In a HRM study of methylation differences in an amplicon containing 21 CpG dinucleotides at the SNPRN locus, EvaGreen was compared with LCGreen Plus and Syto9 in statistically significant number of samples. EvaGreen gave most robust result and lowest failure rate [37].

We have shown that EG also possesses other physical properties that should make the dye readily adaptable to current instrument settings and protocols for both qPCR and melt curve analysis. The absorption or excitation peak at 500 nm of the DNA-bound EG well encompasses the wavelengths of some of the common excitation sources such as the 488 nm argon laser or the blue LED light equipped in commercial qPCR instruments. The emission wavelength (530 nm) of the DNA-bound dye also matches well with the FAM detection channel. In the absence of DNA, EG exhibits a weak background fluorescence, which is slightly more pronounced than SG. This turned out to be a benefit for the Bio-Rad iCycler IQ PCR instrument because the background fluorescence of EG is sufficient for well-factor correction, which is normally accomplished by adding FAM to the PCR mix. The nucleotide-independent DNA binding property of EG also could be an advantage, particularly for multiplex PCR, where multiple templates may be amplified in a manner more reflective of the individual template concentrations. We observed that EG appears to be stable both under typical PCR condition and during storage in an alkaline buffer at lower temperatures, thus facilitating its routine handlings.

Conclusion

Our results suggest that the unique DNA-binding properties of EG could be responsible for the observed relatively low PCR inhibition and relatively low tendency to cause nonspecific amplification by the dye. An ideal qPCR dye is supposed to possess optimal affinity for dsDNA to ensure detection sensitivity without adversely affecting the dsDNA melting step or promoting regional stem-loop structure during the chain extension phase, and at the same time it should have low or no affinity for ssDNA and short DNA fragments. We therefore propose that a DNA dye that substantially relies on electrostatic interaction for its DNA binding may not be ideal for qPCR application because such a dye may bind to ssDNA with significant affinity and is thus more likely to interfere with the chain extension step. The relatively low PCR inhibition of EG can be exploited for several benefits. First, the dye may be used at a relatively high concentration (i.e., 1.34 μM), which should provide a robust PCR signal as well as a strong and sharp DNA melt peak. Second, the use of a relatively high dye concentration in qPCR eliminates dye redistribution problem, making the dye suitable for HRM application in a closed-tube format. Third, EG may be suitable for qPCR using a fast cycling protocol. Finally, we have also shown that EG is both spectrally compatible with existing instruments and very stable. These combined features of EG should make it a promising dye for both qPCR and other related applications.

Methods

Materials

EvaGreen (EG) at 20× was from Biotium (Hayward, CA). SYBR Green I (SG) at 10,000× in DMSO was from Molecular Probes (Eugene, OR). Lambda DNA (λDNA), Thermus brokianus genomic DNA (Tbr DNA) and cDNA were from New England Biolabs (Ipswich, MA), ATCC (Manassas, VA) and Clontech (Mountain View, CA), respectively. All oligonucleotides were synthesized on an Experdite 8909 oligonucleotide synthesizer (Applied Biosystems, Inc., Foster City, CA). Power SYBR Master Mix was from Applied Biosystems, Inc. Other common chemicals were purchased from VWR.

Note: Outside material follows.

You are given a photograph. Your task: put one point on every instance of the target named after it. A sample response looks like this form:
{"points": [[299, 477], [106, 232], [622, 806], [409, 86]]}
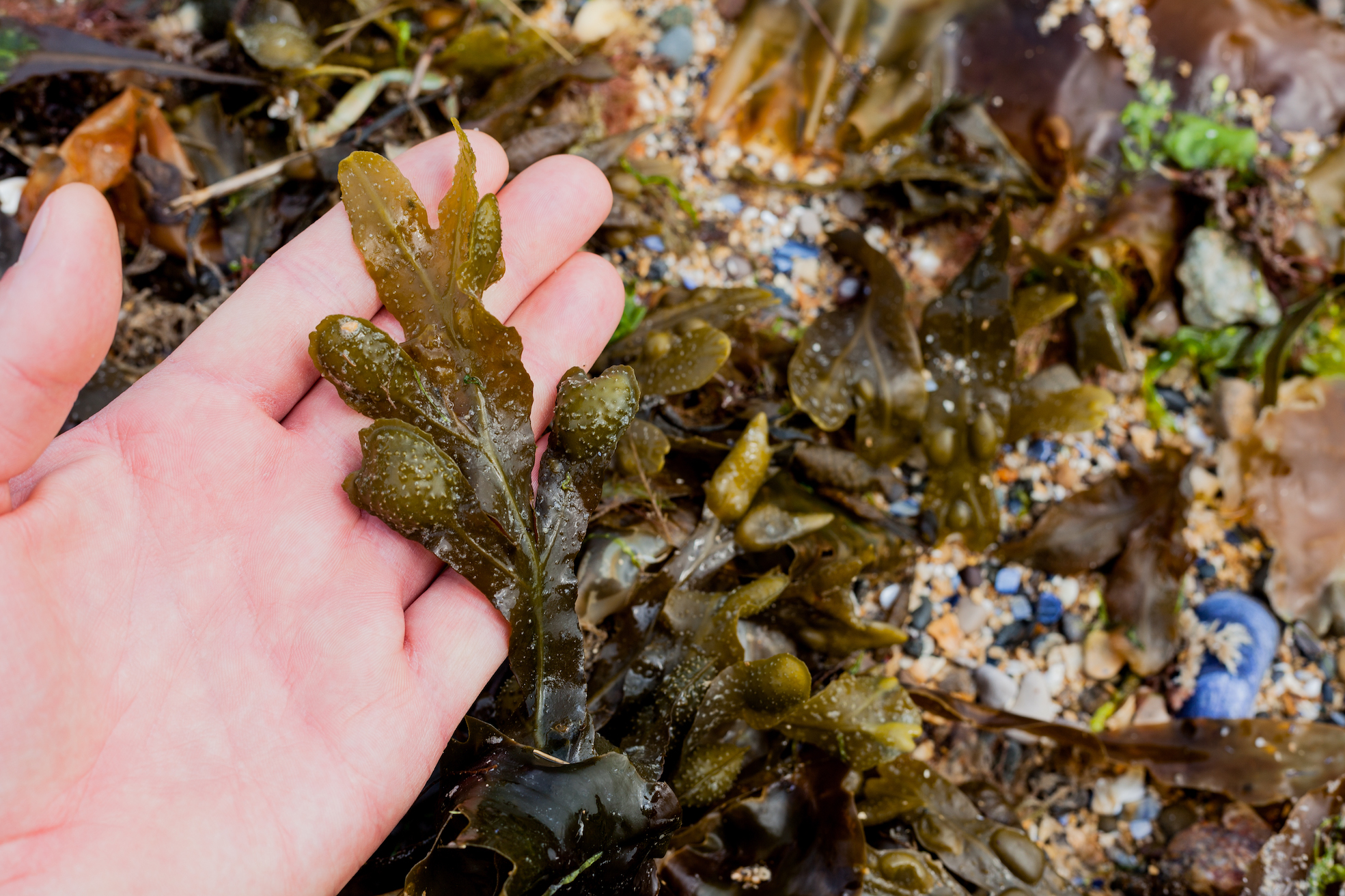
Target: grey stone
{"points": [[995, 689], [1223, 285], [810, 224], [1035, 699], [737, 267], [677, 44]]}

Extinction coefficient of SYBR Green I

Zipper, et al. elegantly revealed the structure of SYBR Green I using a combination of analytical techniques [27]. The dye was reported to be an asymmetric cyanine dye with a tertiary amine side-chain. The authors reported an extinction coefficient of 73,000 for the dye, but did not disclose what parameters were used to derive this number. Separately, by using ion chromatography, the authors found the total anion concentration to be at least 18.5 mM. Assuming that total anion concentration equals to SG concentration and "simplicity for manufacturing reasons", they proposed the commercial SG at 10,000× in DMSO to have a molar concentration of ~19.6 mM.

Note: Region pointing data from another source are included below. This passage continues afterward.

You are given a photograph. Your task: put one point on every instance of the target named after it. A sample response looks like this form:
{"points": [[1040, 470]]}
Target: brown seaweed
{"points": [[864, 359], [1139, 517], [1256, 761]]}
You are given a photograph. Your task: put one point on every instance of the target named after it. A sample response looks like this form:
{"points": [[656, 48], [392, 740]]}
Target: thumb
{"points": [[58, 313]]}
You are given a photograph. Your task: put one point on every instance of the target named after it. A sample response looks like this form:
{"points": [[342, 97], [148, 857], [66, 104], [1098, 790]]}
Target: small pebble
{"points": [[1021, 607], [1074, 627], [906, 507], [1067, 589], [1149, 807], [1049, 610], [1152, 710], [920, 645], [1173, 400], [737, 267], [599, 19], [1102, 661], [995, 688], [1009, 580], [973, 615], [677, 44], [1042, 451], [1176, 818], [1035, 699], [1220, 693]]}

However, we believe that this proposed dye concentration was in error, for that inconsistencies will arise if the number is followed. The manufacturer's certificates of analysis accompanying the dye usually list a lot-specific optical density of 0.48 ± 0.3 at 494 nm following a 1:1205 dilution (which we confirmed experimentally for a specific lot we have). Using 0.48 × 1205 as the average optical density value and the 19.6 mM dye concentration reported by Zipper, et al., the extinction coefficient would have been ~29,500, a number which is not in agreement with the 73,000 M-1cm-1 value reported by Zipper, et al. and dramatically different from the extinction coefficients of dyes in the same class. For example, TO-PRO has an extinction of about 60,000 (Haugland, R.P. (2001) Handbook of Fluorescent Probes and Research Chemicals, 8th ed. Molecular Probes, Inc. Eugene, OR).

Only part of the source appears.